The power is \(0.105\). Under the alternative regime (since \(\Delta=0.28\)€), we only reject 10.5% of the time. While this number is low, it is due to the small size of the true mean difference, which is hard to detect unless the sample size is enormous. The estimated mean difference for the sample is \(0.274\)€.
Code
t.test(price ~ dest, data = renfe_sub)
Welch Two Sample t-test
data: price by dest
t = -1.9433, df = 9170.2, p-value = 0.05201
alternative hypothesis: true difference in means between group Barcelona-Madrid and group Madrid-Barcelona is not equal to 0
95 percent confidence interval:
-1.652691253 0.007157275
sample estimates:
mean in group Barcelona-Madrid mean in group Madrid-Barcelona
87.40053 88.22329
Code
mean(renfe_simu$pval <0.05)
[1] 0.105
Solution to Exercise 1.3
Careful here, as the price of the REXPRESS tickets is fixed at 43.25€. The only random sample is for the other class of train!
Code
with(renfe,t.test(x = price,mu =43.25,conf.level =0.9,subset = type =="AVE-TGV"))
One Sample t-test
data: price
t = 197.9, df = 9999, p-value < 2.2e-16
alternative hypothesis: true mean is not equal to 43.25
90 percent confidence interval:
85.73892 86.45119
sample estimates:
mean of x
86.09505
The null hypothesis is \(\mathscr{H}_0: \mu_{\text{AVE-TGV}}=43.25\)€ against the alternative \(\mathscr{H}_1: \mu_{\text{AVE-TGV}}\neq 43.25\)€, where \(\mu_{\text{AVE-TGV}}\) is the average AVE-TGV ticket price.

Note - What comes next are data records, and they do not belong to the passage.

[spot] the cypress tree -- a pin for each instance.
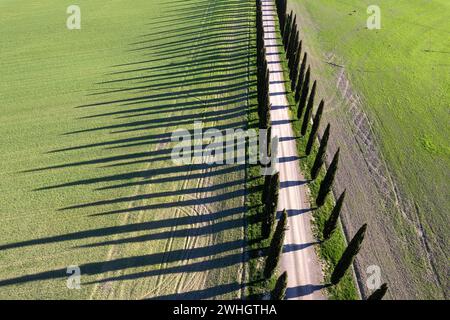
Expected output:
(282, 15)
(320, 157)
(294, 70)
(291, 36)
(331, 223)
(266, 188)
(327, 182)
(292, 51)
(304, 95)
(301, 77)
(269, 216)
(279, 292)
(379, 293)
(276, 246)
(315, 128)
(308, 110)
(288, 30)
(348, 256)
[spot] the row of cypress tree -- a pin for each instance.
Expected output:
(271, 187)
(262, 72)
(300, 76)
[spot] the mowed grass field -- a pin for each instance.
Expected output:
(401, 77)
(86, 173)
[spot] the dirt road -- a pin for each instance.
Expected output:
(299, 258)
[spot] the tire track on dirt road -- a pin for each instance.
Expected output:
(299, 257)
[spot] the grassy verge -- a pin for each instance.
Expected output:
(331, 250)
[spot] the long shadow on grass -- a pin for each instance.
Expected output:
(197, 70)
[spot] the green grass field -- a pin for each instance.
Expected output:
(401, 73)
(86, 175)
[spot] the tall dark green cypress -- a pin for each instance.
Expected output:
(348, 256)
(287, 32)
(327, 182)
(291, 36)
(379, 293)
(308, 110)
(320, 157)
(294, 71)
(266, 189)
(276, 246)
(304, 95)
(301, 77)
(279, 292)
(315, 128)
(331, 223)
(269, 216)
(292, 51)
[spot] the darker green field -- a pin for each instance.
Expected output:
(87, 177)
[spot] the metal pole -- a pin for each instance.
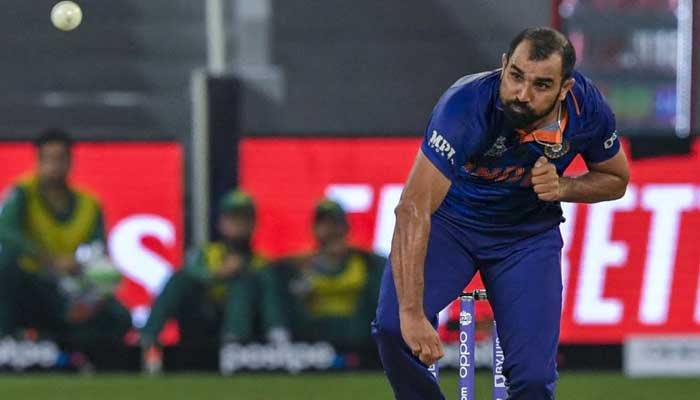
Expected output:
(200, 158)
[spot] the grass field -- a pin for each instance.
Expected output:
(350, 386)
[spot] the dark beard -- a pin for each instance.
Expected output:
(521, 120)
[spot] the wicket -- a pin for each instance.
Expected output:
(467, 343)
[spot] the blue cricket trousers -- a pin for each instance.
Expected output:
(522, 276)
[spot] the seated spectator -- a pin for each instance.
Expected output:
(220, 292)
(54, 274)
(333, 291)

Since this is a one-sample location problem, we use a one-sample \(t\)-test.
The estimated mean difference is \(45.63\)€\(= 88.88\)€\(-43.25\)€, with 90% confidence interval for the mean difference of \([44.14, 47.12]\).
The \(t\)-statistic is 50.519 with 428 degrees of freedom, and the \(p\)-value is negligible.
We strongly reject the null hypothesis that high-speed trains are the same price as RegioExpress ones.